Name: Chervitz, Steve A
Mailing Address: Stanford University Medical Center, M309, Stanford, CA 94305-5120
Email Address: sac@genome.stanford.edu
Phone and Fax numbers: 415-498-7144, 415-723-7016

Data mining the yeast genome: Searching for structure

S.A. Chervitz, J.M. Cherry, and D. Botstein. Department of Genetics, Stanford University School of Medicine, Stanford, California 94305-5120

To enhance the usefulness of the recently completed genomic sequence of S. cerevisiae, we are exploring three-dimensional structural information for addition to the Saccharomyces Genome Database (SGD). All yeast ORFs peptide sequences are ranked according to the following criteria: (i) does the ORF have a known structure? (ii) does it have any homologs with known structure? (iii) does it have any domains with known structure? (iv) can a structure be predicted?
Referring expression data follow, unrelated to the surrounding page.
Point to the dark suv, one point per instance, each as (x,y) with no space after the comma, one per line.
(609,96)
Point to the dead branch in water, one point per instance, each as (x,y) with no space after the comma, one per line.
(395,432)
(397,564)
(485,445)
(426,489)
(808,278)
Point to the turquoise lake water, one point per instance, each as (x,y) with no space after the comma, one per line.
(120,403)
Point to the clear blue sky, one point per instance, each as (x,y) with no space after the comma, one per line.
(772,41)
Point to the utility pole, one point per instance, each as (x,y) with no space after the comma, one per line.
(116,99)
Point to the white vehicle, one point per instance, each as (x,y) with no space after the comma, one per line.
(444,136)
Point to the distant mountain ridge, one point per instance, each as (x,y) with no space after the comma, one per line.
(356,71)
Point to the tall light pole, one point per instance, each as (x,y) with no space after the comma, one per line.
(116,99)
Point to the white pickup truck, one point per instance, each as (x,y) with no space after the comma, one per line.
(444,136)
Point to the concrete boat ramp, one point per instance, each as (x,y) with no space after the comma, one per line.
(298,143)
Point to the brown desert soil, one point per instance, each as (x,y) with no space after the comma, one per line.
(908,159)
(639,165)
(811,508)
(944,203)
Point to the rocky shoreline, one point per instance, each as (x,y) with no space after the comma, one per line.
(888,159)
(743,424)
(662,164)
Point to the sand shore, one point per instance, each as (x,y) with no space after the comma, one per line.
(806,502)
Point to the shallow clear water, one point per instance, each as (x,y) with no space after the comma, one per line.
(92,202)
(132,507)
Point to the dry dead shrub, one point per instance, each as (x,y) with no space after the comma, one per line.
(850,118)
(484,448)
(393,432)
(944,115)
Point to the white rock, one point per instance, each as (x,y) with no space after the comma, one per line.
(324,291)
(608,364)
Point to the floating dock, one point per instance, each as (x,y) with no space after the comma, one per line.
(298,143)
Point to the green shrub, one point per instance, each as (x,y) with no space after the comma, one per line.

Preliminary results for chromosome V reveal that 35 of 268 ORFs (13%) have significant similarity to protein sequences in the Protein Data Bank (PDB). Of these 35, three are structures of yeast proteins. We compared these results with EMBL's "GeneQuiz" analysis and found that GeneQuiz reported 18 ORFs on chromosome V with homologs in PDB, a subset of the 35 we identified. The information we obtain is presented graphically on the homologous structure to indicate both the locations of predicted homologous regions and the degree of similarity. We also present results on automating the analysis of structural information for yeast ORFs and for creating interactive 3D models of the structures.